The report argues that such engagement should be based on models of good practice and include post-construction relationships re: educational benefits etc. It involves working with all relevant stakeholders to inform, listen to and consider views in order to develop the best possible initiative and to ensure that proposed developments are successful and welcomed by the community.

4.2.4 European Union: Good Practice in reconciling Wind energy with Environmental and Community Interests [22] ( GP Wind)

This document was launched in August 2010 and ran until October 2012, and was supported by the Scottish Government. GP WIND was designed to demonstrate and disseminate good practice from EU countries to target audiences across Europe. It provides a range of tools which can be used by industry, developers, European, national and local policy makers, regulatory authorities, environmental agencies and groups and local communities to improve policy and guidance, as well as the process and practice of dealing with applications for new renewable energy projects.

The common methodology has ensured that the good practice focuses on solving practical problems and is transferable despite differences in geography and administrative systems. Specific guidance is identified on the website on involvement with the community [23] . This site contains further information that could be considered in relation to wind energy development.

4.2.5 WISE Power [24]

WISE Power project aims to increase local awareness and participation in the planning and implementation of wind power projects. It aims to address social concerns about wind energy and has a strong focus on alternative measures of funding - such as community and cooperative funding of wind farms - that may have an impact on empowering the local communities and enhancing social engagement.

4.3 PAS [25] - SP=EED™ Verification

4.3.1 SP=EED is PAS's free practical guide to effective engagement in planning. SP=EED is referred to in the Scottish Government's Planning Advice Note ( PAN) 3/2010 as a benchmarking tool for community engagement in planning. SP=EED develops an understanding of three broad levels of engagement using eight defined criteria.

4.3.2 PAS's SP=EED Verification is a two part programme which certifies an individual's competence in using the SP= EED approach to delivering engagement in planning and demonstrates that participants have completed a written reflective learning assessment:

  • give public assurance that engagement is being done to an appropriate level and to the highest standard
  • allow individuals to develop a greater understanding of SP= EED and its practical application
  • provide a greater understanding of the skills required for effective engagement
  • encourage the use of a range of creative and effective planning and engagement tools to suit different participatory approaches
  • allow individuals to have their engagement methods verified by independent planning and engagement professionals

4.3.3 There are two parts to SP= EED Verification:

  • Part 1: Understanding SP= EED: A 3.5 hour interactive workshop facilitated by PAS SP= EED Verification Trainers (after which participants receive the toolkits needed to complete part 2).
  • Part 2: Putting SP= EED into practice: A written reflective learning submission based on at least one engagement process that the participant has been involved in since Part 1. This will be verified by independent planning and engagement professionals and ratified by PAS.

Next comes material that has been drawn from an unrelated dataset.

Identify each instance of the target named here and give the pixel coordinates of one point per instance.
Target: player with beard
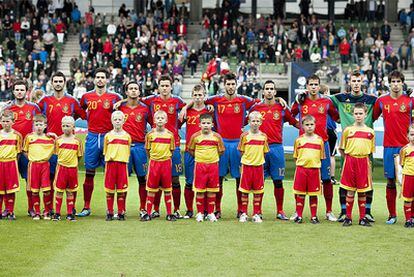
(99, 106)
(23, 123)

4.3.4 On becoming SP- EED verified, individuals become part of a network and can advertise themselves as such.

Further information is available at: http://www.pas.org.uk/speed-verification/

4.4 RECOMMENDATIONS - OVERVIEW

Having taken into account existing practice and guidance, this section provides further advice on good practice in public engagement on wind turbines for each of the key parties who are involved in the process. Overall, it emphasises that consultation and engagement methods should be tailored to each particular location, and be responsive to local contexts and needs. No single approach would be effective in all circumstances. However there are consistent good practice methods and approaches that could provide better solutions to address the concerns raised by the petitioners that can be reflected in the good practice guidance.